Bipin Ganatra’s heart may be weak, but it is very much there where he wants it to be. He is a fire chaser by passion, the only one perhaps in the country of 1.2 billion people who volunteers his body and soul to douse any blaze in Kolkata.
The self-styled firefighter reaches a blaze site in no time after catching the news on TV or through his phone, and helps the fire brigade save property and lives.
Over the past four decades, this bespectacled and frail man has fought more than 100 fires. His relentless spirit has been acknowledged in the form of a Padma Shri, the country’s fourth highest civilian award, this year.
“You never know when a fire breaks out. It could be a news item, or an SMS alert from the fire department. I am constantly on the lookout for such accidents,” said Ganatra, sitting on a mattress on the floor where he sleeps.
He is not too delighted with the award, worried that the honour has increased his responsibility.
“More than my own satisfaction, I have to now ensure that a Padma Shri never gets tarnished by my lack of efforts,” he said.
The youngest son of a small-time shares trader, Ganatra was around 12 when his elder brother Narendra was killed in a fire on a Diwali night in Howrah. It changed his life; he dropped out of school and started chasing fires since then.
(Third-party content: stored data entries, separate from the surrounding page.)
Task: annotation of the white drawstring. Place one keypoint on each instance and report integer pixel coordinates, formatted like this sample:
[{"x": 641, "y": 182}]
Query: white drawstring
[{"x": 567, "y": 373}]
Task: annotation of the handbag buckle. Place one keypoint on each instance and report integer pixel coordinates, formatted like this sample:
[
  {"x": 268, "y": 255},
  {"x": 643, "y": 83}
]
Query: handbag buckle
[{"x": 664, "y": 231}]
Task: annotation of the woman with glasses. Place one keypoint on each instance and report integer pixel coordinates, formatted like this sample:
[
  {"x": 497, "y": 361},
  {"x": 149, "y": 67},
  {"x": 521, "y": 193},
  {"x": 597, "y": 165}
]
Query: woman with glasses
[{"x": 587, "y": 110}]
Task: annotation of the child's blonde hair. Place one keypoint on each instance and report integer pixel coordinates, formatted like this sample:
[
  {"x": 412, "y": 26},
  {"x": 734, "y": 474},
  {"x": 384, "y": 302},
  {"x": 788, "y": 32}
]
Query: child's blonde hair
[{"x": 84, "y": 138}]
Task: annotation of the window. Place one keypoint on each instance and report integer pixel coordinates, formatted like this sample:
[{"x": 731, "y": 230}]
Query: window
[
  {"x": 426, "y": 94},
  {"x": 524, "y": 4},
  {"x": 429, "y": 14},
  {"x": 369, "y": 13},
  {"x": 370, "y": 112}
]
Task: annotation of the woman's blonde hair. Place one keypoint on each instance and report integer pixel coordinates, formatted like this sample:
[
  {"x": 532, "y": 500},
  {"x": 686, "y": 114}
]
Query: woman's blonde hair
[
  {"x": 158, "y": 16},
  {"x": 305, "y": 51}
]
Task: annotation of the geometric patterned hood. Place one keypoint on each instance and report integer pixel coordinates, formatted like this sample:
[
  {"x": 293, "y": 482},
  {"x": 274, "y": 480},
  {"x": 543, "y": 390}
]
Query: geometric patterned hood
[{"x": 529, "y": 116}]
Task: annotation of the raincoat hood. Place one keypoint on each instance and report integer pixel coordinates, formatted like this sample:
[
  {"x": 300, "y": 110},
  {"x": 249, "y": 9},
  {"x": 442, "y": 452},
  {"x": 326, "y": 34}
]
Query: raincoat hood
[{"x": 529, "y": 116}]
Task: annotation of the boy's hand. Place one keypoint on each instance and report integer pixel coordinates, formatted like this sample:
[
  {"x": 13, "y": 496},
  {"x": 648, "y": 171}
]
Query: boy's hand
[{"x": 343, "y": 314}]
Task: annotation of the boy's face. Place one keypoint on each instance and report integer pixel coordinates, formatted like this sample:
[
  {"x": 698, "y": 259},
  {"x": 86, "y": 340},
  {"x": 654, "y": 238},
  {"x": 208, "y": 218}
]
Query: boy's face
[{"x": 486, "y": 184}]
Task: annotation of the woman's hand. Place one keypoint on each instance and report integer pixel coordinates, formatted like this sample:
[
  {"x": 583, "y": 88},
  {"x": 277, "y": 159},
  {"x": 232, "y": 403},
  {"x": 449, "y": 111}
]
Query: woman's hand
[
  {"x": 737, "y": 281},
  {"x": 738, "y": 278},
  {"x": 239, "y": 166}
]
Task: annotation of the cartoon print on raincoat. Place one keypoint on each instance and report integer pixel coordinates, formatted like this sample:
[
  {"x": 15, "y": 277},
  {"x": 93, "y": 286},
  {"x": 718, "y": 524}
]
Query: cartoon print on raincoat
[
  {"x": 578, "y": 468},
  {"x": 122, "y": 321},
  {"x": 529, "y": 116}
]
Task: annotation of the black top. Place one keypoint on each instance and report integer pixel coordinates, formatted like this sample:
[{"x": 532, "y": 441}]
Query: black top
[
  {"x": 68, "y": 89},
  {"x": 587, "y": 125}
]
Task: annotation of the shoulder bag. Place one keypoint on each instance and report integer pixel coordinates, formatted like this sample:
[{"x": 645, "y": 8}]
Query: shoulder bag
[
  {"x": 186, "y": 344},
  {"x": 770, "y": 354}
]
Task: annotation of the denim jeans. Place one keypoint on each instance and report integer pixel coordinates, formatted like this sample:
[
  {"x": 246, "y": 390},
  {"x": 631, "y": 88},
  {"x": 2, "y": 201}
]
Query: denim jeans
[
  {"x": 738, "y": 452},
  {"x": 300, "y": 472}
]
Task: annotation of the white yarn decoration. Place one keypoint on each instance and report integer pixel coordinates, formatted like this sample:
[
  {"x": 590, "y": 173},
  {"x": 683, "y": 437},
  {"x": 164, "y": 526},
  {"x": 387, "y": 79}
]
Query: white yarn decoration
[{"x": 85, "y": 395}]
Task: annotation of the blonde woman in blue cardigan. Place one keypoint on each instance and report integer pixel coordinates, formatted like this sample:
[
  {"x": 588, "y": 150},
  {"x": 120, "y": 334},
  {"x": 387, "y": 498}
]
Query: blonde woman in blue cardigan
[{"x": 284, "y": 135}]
“Every time I saw the red beacon on a fire truck or heard its clanging bells, I chased them. I joined the firemen as soon as I reached the spot. Initially they didn’t allow me to douse the flames, and I helped them with odd jobs such as carrying hosepipes.”
Today he is considered part of the firefighting force.
Ironically, he lives in a house that doesn’t have any fire safety measures. A mesh of electric wires dangle from the ceiling in each floor, illegal godowns stacked with plywood and chemicals occupy the ground floor.
His room has the bare minimum to sustain his austere bachelor life. On a wall hangs a firefighting uniform gifted to him in 1994 by the fire services. He never uses it, but wore it to pose for HT.
Another wall is adorned with medals, badges, trophies, photographs and certificates that he has received over the years.
“Ganatra serves society in the truest sense of the term. We are all proud of him and happy that his efforts for four decades have been finally acknowledged,” said GP Ghosh, director of the state fire department.